Private Fuel Storage is financially qualified to run a storage site for spent nuclear fuel in Utah's west desert, a federal board ruled Tuesday.
The Atomic Safety and Licensing Board, however, already has ruled the site is too risky because of the possibility of fighter-plane crashes — a finding that could be enough to kill the project.
A final decision has yet to be made by the board's Nuclear Regulatory Commission.
"I feel good about the progress we're making, but we fight on," Utah Gov. Mike Leavitt said. "There will not be a single stone unturned in our effort to make certain it doesn't come here."
Private Fuel Storage is a consortium of eight nuclear-powered utilities led by Minnesota's Xcel Energy that are running out of on-site storage for spent fuel rods. The consortium made a 1997 deal with the Skull Valley Band of Goshutes to park wastes on the reservation 45 miles southwest of Salt Lake City.
It plans to appeal the board's risk finding by arguing that little radioactivity would be released if a fighter plane crashed into a cask of solid nuclear waste.
If that doesn't work, it plans to apply for a license for 336 steel-and-concrete casks of waste instead of the 4,000 it originally proposed, saying that would reduce the risk of a fighter jet crash.
It will take its case Thursday to a meeting of the licensing board in Rockville, Md.
The U.S. Air Force uses Skull Valley as a flyway to a training and bombing range, but Goshute tribal chairman Leon Bear argues the risk of a jet crash on a 100-acre storage site is infinitesimally small.
He turned the argument by saying the Air Force could pick a more direct flyway to its bombing range and avoid the reservation.
"If these overflights are so dangerous, what about our people?" he said. The Air Force "is using our reservation as a driveway."
The licensing board issued a May 22 ruling saying the storage facility could safely withstand an earthquake — another Pyrrhic victory that left PFS no closer to getting a license.

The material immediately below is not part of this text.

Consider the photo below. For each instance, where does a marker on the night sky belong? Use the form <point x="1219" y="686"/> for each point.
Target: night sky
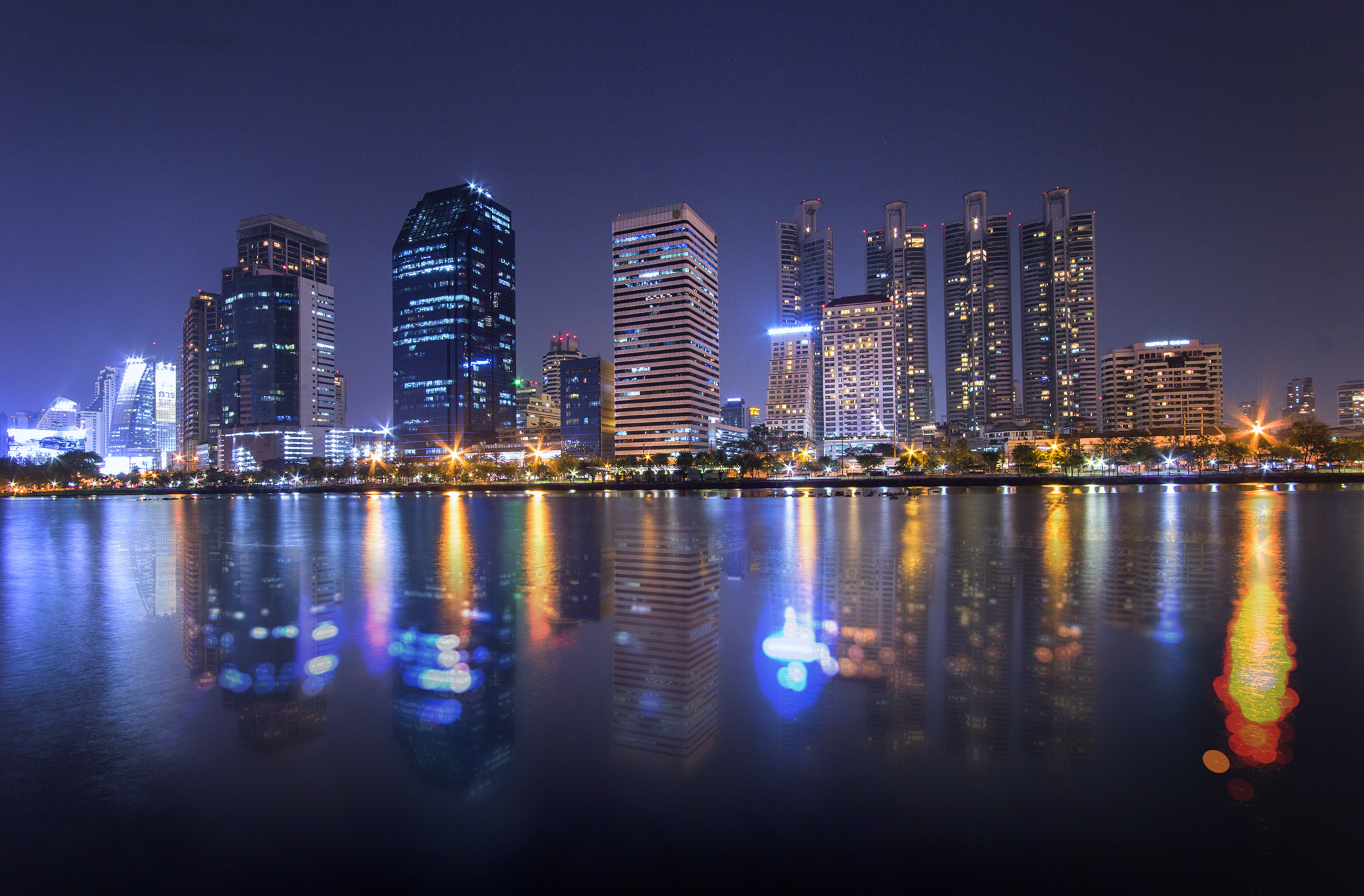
<point x="1221" y="147"/>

In addition to the rulings on plane crash and earthquake risks and financial qualifications, the licensing board will deliver a ruling on the environmental risks of a proposed rail spur that would deliver the nuclear waste.

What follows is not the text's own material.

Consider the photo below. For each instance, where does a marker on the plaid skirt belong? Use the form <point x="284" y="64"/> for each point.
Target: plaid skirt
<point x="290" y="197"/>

Leavitt, a steadfast opponent of the project, said he hoped that "finally, reasoning is prevailing. There is a place to put this: It's at Yucca Mountain. Congress has made that decision."
PFS was organized by Minnesota's Xcel Energy, which says it's almost out of on-site storage for spent fuel and needs a temporary dump while Nevada's Yucca Mountain is developed.
But Leavitt said Minnesota legislators are on the verge of authorizing more nuclear-waste storage in that state.
Leavitt dismissed PFS' project downsizing as "very clearly a ploy" because "they cannot make it work economically at that level."
The licensing board said it wasn't making public its ruling on the consortium's finances until the group's business partners can submit a redacted version without proprietary information.